Thursday, 11 July 2013

Many of the horse chestnut trees in the park are badly infected by the Horse Chestnut Leaf Miner Moth, Cameraria ohridella. The larvae of the insect make a mess of the leaves, as you can see from this picture, but they also also provide a feast for insect-eating birds. Here a female Great Tit is collecting them to feed her young.

You can see that the adult, left, is female, because she has a narrow zigzag black stripe down her front. The young bird has a shorter, indefinite black stripe which, depending on its sex, will either become like hers or broad and straight if it is a male.

You would think that Coots would eat almost anything, but this young one is definitely off greens. It picked up a strand of algae and spat it out at once.

Moorhens love walking along narrow, difficult places, clinging on with their long, strong toes. This one was playing at knocking Black-Headed Gulls of their perches. It would advance briskly up the chain until the gull simply had to move to avoid being pushed off. I saw it do this three times in a couple of minutes. Gulls love displacing other gulls from their perches, but the Moorhen was beating them at their own game.

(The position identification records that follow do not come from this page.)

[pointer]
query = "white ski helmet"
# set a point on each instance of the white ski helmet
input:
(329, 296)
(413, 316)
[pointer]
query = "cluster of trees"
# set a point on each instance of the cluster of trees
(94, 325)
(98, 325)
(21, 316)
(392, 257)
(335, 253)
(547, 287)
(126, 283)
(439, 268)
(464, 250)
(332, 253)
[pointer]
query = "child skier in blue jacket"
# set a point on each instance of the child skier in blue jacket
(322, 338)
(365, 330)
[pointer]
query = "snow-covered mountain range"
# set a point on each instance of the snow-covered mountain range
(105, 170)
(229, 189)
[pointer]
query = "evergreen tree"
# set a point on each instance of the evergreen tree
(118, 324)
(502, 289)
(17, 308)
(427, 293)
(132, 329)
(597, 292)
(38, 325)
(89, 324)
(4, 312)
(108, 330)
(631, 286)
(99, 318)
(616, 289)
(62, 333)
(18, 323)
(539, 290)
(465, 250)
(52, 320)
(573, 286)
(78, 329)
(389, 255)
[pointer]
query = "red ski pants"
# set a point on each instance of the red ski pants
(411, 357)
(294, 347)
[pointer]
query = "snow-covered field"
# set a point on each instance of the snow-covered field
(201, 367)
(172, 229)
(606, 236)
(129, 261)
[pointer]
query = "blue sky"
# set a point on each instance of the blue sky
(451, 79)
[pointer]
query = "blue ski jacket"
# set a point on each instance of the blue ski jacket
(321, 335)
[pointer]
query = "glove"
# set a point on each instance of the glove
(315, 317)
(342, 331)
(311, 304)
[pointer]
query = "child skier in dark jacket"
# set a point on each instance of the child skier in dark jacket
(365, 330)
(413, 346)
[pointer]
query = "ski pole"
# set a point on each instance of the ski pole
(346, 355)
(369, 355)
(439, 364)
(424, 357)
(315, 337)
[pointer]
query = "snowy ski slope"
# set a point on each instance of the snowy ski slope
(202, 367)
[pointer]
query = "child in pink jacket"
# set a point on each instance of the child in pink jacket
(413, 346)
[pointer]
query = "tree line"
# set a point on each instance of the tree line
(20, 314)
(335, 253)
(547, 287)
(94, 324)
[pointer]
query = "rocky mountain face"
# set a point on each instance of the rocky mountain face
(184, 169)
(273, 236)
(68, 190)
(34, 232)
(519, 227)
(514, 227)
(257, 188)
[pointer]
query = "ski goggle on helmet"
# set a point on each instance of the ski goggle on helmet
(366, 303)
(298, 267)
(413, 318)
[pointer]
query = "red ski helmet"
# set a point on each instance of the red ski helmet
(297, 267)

These young Greylags have reached almost adult size but, as you can see from the one on the right, have not yet grown their flight feathers.

Most of the adult Greylags are still in mid-moult and no more capable of flight than the young ones; but today, for the first time this year, I saw two adults that did have a full set of new flight feathers and were celebrating it by flying from one end of the Long Water to the other.


  1. How were the tits able to extract the caterpillars from the leaves? Can they use a spare foot like a goldfinch? Jim, north London

    1. They were hanging on to the leaf stems and reaching down. I don't think they were using their feet to seize caterpillars, thought tits do use their feet to hold larger good items against a twig when pecking at them.